We have the technology now to look into the detailed organization of the brain,” says Baylor’s Tolias, who leads a MICrONS project team comprised of researchers at universities and institutions from around the world. He points out that one of the principal goals of the BRAIN Initiative is to develop the tools to allow this type of research.
For example, Tolias’ team records the activity of neurons in that cubic millimeter of mouse brains. The animals’ brains are then sent to researchers at the Allen Institute headed by da Costa and R. Clay Reid. They create vanishingly thin slices of the brain and use an electron microscope to get very precise and detailed information about the physical structure of that section of the brain. At this point, Sebastian Seung’s Princeton group uses the functional and structural data to digitally reconstruct the circuits in three dimensions.
The effort then moves back to Baylor as Tolias’ team works to tease out the rules by which these circuits function. This is accomplished by examining the changes in large scale patterns of neural activity. Those efforts are supported by Matthias Bethge, from the University of Tuebingen, and Columbia University’s Liam Paninski, who are working to develop the tools and mathematical models needed to interpret all the data being generated.
In concert with these efforts, expert teams in machine learning led by Ankit Patel from Baylor College of Medicine and Rice University, Richard Baraniuk from Rice University, and Raquel Urtasun and Richard Zemel from the University of Toronto, are working to create artificial neural networks that incorporate what the researchers are discovering about the brain.
With EyeWire, the Seung lab harnesses the power of machine learning and crowdsourcing to map neural circuits. Gamers from around the world map connections between cells in the retina.

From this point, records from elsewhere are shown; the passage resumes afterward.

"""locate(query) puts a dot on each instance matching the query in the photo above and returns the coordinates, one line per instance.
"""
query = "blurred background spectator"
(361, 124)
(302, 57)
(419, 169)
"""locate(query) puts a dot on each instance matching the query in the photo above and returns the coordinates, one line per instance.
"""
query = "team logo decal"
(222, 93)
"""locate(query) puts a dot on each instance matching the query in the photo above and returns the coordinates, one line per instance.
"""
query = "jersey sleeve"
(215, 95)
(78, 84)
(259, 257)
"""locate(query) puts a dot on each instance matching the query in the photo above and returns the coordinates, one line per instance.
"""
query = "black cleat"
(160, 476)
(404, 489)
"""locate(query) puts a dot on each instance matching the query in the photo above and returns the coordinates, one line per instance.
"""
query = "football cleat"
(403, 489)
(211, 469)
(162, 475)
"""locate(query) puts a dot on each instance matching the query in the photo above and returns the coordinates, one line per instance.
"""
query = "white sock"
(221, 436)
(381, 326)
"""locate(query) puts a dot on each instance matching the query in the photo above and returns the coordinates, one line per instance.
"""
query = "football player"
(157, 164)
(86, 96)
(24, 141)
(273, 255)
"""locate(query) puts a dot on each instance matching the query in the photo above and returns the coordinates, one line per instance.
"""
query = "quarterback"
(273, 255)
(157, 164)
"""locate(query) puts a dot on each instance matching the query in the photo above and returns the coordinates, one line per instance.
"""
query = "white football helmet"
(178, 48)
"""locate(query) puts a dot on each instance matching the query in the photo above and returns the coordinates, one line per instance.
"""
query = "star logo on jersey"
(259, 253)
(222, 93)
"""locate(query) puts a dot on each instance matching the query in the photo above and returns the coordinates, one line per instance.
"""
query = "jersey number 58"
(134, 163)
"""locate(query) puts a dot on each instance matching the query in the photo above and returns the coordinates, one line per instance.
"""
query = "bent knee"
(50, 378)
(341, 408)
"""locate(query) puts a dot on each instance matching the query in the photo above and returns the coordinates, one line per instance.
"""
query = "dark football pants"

The MICrONS project is the only project in the world that I am aware of that brings together the people who are recording the brain activity of awake behaving animals with people who focus on brain anatomy, all the way to people who work in machine learning and AI, all in one cohesive team,” says Andreas Tolias.
"We are trying to establish a model for collaboration and a reproducible pipeline for computational neuroscience" in order to translate the research into something that has practical value for the world, says Markowitz. “We hope to provide guidance for future efforts.”
As Christoph Koch, Chief Scientist and President of the Allen Institute often notes, “If you want to go fast, go alone. If you want to go far, go together.”